We might can do that.


----------



## tacoma_2002 (Jul 16, 2009)

I'll be the first to say that these things are JUNK! 

I wouldn't advise anyone to eat any of this at MIMB ride...

...all left over sausage can be deposited into my cooler afterwards for proper disposal! 

Good stuff for sure!!!

Funny thing I was about to shoot you a text and ask for the recipe...turns out I have about 4 or 5lbs of ground deer left over from last season!

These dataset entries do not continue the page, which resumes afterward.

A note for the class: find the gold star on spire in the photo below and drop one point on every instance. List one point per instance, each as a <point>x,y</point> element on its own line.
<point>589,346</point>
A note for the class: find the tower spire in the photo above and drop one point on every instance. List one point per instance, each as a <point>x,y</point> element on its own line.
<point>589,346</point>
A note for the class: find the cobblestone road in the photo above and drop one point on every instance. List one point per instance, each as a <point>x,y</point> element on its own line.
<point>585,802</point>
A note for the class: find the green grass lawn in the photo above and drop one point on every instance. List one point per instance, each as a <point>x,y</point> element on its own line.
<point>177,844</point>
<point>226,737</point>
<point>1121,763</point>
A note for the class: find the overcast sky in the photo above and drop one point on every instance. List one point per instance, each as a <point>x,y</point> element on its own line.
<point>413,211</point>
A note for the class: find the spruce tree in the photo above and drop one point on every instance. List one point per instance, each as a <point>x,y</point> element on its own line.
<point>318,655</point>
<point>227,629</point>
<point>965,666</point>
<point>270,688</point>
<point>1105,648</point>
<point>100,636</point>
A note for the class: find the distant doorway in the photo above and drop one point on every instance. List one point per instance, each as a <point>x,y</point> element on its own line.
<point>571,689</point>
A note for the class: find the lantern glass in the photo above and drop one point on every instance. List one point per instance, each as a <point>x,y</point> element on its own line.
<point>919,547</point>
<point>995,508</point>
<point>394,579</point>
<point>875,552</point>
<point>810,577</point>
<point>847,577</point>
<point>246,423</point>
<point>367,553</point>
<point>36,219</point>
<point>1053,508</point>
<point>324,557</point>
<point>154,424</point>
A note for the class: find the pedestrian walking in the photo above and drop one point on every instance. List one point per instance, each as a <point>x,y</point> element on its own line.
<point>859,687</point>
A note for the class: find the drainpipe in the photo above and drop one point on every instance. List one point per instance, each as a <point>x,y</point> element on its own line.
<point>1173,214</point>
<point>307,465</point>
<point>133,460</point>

I'm going to start mine tomorrow!


----------



## MUDDIE49 (Aug 30, 2009)

mmm mm mmm your killing me....looks awsome...i made alot of jerky and smoked alot meat...i can't wait to restock...Muddie49


----------



## Metal Man (Dec 17, 2008)

Yeah Muddie i make a lot of jerky too. Love it!!


----------



## Metal Man (Dec 17, 2008)

Hey Andrew you should try and make some. You can get a kit from Scruggs if you would rather do it that way. Just give me a call if you run into problems.


----------



## tacoma_2002 (Jul 16, 2009)

Yep, gonna try and get a kit from wally world. I'm off this Thursday, so I'm going to try and smoke some up along with some ribs. I've been working on a bbq/vinegar baste for about a month or so and I think I've just about gotten it right! 

We'll see!


----------



## Polaris425 (Dec 16, 2004)

If I bag an extra one this year I might just bring you some meat! :rockn: & visit for the weekend :bigok:


----------



## Metal Man (Dec 17, 2008)

Bag two extra and bring Tacoma 2002 one of them. I got a feeling hes gonna need it.:lol:


----------



## throttlejock27 (May 21, 2010)

you got a nice setup there. i just took a stick of garlic venison summer sausage out of my freezer today!


----------



## Metal Man (Dec 17, 2008)

throttlejock27 said:


> you got a nice setup there. i just took a stick of garlic venison summer sausage out of my freezer today!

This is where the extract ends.